We strongly encourage you to read our proxy statement, which will contain
information important to your decision. A copy of our proxy statement will be
sent directly to you and will also be available for free at the SECs website
(www.sec.gov). In addition, our recent Schedule 13D filings are available for
free on the SECs website; these filings contain additional information about
Energy, Inc., including details of our ownership in FPU. You may also contact
our proxy solicitor, D.F. King & Co., Inc., at 888-644-5854 directly to obtain
free copies of any of these documents.
In accordance with Rule 14a-12(a)(1)(i) under the Securities Exchange Act of 1934, as amended, the following persons
(the executive officers and directors of Energy, Inc.) are anticipated to be, or may be deemed to be, participants
in any such proxy solicitation by Energy, Inc.: Richard M. Osborne, Ian J. Abrams, W.E. Gene Argo, Steven A. Calabrese,
Gregory J. Osborne, James R. Smail, Thomas J. Smith, James E. Sprague, Michael T. Victor, Kevin J. Degenstein,
David C. Shipley and Jed D. Henthorne.
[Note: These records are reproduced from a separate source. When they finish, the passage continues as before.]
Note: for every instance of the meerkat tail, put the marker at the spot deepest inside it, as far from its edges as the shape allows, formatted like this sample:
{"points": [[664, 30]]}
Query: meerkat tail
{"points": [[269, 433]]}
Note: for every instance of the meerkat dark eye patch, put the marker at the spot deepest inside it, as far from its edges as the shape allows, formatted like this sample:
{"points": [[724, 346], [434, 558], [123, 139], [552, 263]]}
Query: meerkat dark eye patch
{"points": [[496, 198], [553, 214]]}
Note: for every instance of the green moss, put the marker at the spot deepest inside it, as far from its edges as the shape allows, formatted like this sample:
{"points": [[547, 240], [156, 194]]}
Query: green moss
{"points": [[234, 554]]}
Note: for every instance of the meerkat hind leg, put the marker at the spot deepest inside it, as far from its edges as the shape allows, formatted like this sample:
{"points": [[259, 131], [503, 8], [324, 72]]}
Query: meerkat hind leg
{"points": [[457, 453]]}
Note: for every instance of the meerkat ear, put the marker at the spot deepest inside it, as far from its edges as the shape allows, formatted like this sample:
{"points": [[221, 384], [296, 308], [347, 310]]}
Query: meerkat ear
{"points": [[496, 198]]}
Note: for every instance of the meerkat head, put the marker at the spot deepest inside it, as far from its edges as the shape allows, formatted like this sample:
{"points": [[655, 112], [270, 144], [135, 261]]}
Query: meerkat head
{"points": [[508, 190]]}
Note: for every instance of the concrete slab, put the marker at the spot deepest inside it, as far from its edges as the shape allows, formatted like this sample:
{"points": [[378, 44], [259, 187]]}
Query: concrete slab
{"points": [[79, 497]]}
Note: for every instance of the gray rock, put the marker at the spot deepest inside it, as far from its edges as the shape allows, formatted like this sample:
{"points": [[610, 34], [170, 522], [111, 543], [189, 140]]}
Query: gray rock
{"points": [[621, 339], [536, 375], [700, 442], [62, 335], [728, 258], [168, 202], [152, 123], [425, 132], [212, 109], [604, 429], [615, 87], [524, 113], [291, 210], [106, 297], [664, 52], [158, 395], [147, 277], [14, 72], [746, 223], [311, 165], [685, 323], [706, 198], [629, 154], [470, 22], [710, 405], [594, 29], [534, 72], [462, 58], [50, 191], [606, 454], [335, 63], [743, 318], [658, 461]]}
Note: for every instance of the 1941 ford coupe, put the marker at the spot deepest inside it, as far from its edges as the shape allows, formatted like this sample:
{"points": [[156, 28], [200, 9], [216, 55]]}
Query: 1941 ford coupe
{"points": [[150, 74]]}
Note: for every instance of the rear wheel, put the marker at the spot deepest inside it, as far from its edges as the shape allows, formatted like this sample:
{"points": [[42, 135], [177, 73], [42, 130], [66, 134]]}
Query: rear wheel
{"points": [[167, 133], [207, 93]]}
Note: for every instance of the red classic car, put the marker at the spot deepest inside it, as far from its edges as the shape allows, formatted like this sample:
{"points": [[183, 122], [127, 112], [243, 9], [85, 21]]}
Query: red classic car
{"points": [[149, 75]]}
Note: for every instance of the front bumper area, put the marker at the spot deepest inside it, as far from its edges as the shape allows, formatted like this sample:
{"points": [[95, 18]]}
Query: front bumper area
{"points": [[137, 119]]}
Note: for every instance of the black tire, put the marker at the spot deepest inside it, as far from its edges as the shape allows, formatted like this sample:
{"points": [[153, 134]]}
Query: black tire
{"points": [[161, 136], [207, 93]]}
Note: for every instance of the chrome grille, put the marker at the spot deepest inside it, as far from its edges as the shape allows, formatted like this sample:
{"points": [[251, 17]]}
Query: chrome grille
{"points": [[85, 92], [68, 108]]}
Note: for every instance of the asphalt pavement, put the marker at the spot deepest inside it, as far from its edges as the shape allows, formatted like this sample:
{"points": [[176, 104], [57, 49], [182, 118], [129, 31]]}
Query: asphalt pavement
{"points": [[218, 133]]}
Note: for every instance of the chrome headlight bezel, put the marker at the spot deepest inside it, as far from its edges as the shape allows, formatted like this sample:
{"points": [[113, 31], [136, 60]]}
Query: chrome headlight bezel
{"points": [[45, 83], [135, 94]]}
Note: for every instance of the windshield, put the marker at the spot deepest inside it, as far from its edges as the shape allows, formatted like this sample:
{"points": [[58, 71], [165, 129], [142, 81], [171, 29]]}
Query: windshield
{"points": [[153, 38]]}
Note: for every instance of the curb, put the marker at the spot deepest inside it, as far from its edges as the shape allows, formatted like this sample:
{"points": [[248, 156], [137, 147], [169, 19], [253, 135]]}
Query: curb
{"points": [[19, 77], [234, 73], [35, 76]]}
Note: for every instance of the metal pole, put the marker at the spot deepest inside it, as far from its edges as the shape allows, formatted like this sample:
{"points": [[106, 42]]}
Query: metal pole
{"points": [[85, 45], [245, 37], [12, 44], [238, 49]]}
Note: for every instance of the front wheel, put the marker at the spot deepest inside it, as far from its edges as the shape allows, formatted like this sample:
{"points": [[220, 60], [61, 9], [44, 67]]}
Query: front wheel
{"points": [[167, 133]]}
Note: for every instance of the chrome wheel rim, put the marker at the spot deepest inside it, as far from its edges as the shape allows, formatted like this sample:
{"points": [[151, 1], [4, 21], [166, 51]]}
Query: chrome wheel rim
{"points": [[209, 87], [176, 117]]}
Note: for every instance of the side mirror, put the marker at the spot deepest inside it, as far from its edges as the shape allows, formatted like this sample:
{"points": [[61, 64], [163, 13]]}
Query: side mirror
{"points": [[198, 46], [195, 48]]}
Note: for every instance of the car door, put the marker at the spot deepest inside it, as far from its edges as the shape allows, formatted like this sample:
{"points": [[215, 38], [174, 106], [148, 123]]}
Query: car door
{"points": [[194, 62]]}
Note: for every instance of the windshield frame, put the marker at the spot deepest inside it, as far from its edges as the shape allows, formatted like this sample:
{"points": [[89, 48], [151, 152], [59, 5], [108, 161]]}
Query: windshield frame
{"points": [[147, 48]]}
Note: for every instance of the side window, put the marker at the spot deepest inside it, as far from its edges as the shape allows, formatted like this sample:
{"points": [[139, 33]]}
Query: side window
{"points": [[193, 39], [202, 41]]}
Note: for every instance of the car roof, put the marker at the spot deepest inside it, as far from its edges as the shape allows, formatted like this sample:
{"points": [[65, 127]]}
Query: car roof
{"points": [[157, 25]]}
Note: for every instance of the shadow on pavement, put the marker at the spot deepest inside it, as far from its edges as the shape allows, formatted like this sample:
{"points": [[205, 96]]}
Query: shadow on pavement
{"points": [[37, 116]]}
Except for Richard M. Osborne who beneficially owns 100 shares, none of the
foregoing persons currently beneficially owns any shares of FPU common stock or has any other direct or indirect
interest in FPU. As chairman of the board and chief executive officer of Energy, Inc., Richard M. Osborne may be
deemed to beneficially own the shares of FPU owned by Energy, Inc.